A LAMENT FOR THE ‘GERMANY DISCOUNT’
When Jürgen Hambrecht took over as chief executive of BASF in spring 2003, he said the chemicals company had “to get closer to the customer” and “become more profitable” to boost its valuation and guard against being taken over.
To this end, he encouraged his marketing people to think in terms of providing solutions, not simply products. As a result, the Mercedes A-class car is not simply coated in BASF paint – BASF people do the painting.
He also bought companies such as the US catalyst maker Engelhard in order to move BASF into markets that are closer to consumers – and subject to more stable pricing levels. Prices of industrial chemicals, by contrast, are tied to the ups and downs of the business cycle.
Moves such as these and cost cuts in Germany and overseas helped to boost the group’s results.
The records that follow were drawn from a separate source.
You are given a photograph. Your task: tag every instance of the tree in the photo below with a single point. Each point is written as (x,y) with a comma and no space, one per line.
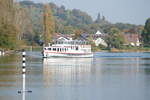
(98,20)
(115,39)
(48,24)
(8,28)
(146,33)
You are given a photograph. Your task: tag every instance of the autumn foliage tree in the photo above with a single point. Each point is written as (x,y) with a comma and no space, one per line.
(48,24)
(8,29)
(146,33)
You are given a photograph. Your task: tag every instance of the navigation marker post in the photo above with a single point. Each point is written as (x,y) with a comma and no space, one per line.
(24,76)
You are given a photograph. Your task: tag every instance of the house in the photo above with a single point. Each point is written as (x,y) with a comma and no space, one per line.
(99,39)
(132,39)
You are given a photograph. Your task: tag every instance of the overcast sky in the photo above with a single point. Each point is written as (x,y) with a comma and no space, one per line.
(127,11)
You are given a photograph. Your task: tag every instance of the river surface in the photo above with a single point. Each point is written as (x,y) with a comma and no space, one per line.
(107,76)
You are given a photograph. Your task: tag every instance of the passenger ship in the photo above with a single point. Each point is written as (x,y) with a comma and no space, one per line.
(67,48)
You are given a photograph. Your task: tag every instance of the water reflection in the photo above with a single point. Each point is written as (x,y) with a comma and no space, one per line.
(65,71)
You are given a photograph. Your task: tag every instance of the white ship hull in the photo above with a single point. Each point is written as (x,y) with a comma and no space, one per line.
(77,55)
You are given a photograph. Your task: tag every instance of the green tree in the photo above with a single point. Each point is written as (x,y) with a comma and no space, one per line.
(8,28)
(48,24)
(146,33)
(115,39)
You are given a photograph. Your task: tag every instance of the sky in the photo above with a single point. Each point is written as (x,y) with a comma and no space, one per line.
(126,11)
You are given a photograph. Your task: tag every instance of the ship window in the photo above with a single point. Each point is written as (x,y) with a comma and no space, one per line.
(54,49)
(49,48)
(77,48)
(57,49)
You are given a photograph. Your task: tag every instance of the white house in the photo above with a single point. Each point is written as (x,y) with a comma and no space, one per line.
(98,40)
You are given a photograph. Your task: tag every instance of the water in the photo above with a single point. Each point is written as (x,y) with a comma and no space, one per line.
(107,76)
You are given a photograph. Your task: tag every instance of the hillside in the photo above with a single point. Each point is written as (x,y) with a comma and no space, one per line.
(69,21)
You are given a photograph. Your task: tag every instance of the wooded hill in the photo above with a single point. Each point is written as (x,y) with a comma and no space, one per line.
(68,21)
(29,23)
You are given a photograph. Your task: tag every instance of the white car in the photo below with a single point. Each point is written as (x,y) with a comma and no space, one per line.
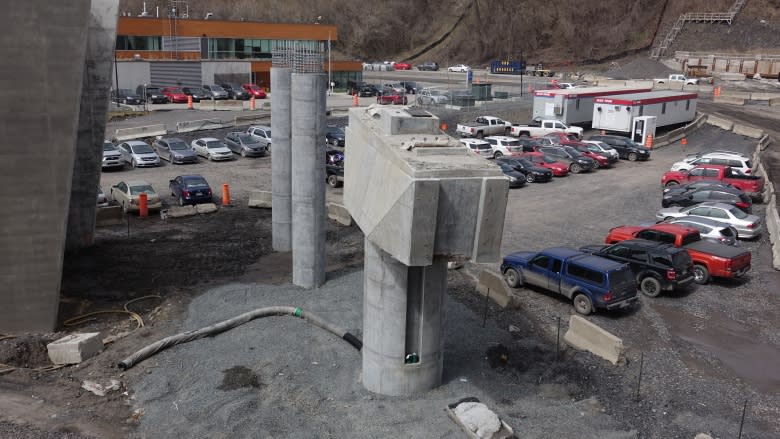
(460,68)
(211,148)
(138,154)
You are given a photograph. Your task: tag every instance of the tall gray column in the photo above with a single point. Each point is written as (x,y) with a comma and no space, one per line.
(403,316)
(308,181)
(281,159)
(92,123)
(44,45)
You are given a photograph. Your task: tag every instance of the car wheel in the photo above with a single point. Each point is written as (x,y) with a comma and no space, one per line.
(650,286)
(582,304)
(700,274)
(513,278)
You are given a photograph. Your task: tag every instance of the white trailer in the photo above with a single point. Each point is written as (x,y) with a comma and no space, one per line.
(617,113)
(574,105)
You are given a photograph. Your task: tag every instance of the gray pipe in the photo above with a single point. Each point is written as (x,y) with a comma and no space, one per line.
(229,324)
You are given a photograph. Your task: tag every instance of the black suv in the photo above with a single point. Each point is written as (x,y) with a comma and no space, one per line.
(626,148)
(154,94)
(657,266)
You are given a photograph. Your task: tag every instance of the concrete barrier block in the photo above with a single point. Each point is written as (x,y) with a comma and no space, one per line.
(75,348)
(339,213)
(108,216)
(260,199)
(205,208)
(720,122)
(181,211)
(728,100)
(587,336)
(123,134)
(748,131)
Return on capital employed more than doubled from 8.4 per cent in 2002, the year before Mr Hambrecht took over, to 17.7 per cent 2005.
Yet this bounce in performance does not appear to have roused investors to a similar degree. BASF’s share price has risen by a relatively disappointing 75 per cent since he took over and is currently trading at about the €62-a-share level.
The chief executive is not happy. He thinks German companies still suffer from a “Germany discount” because investors are “gloomy about the parameters for doing business here” – such as high taxes, red tape and thrifty consumers.
On top of that, Mr Hambrecht feels investors have not yet recognised the potential of BASF’s expanding oil and gas business or that of its forays into biotechnology. The chances are that these “haven’t yet been priced into the stock”, he says.
But he is meek enough to concede that investor ignorance might go hand in hand with bad corporate communication.
“It’s our responsibility to relay things so the financial markets understand what we’re doing,” he says.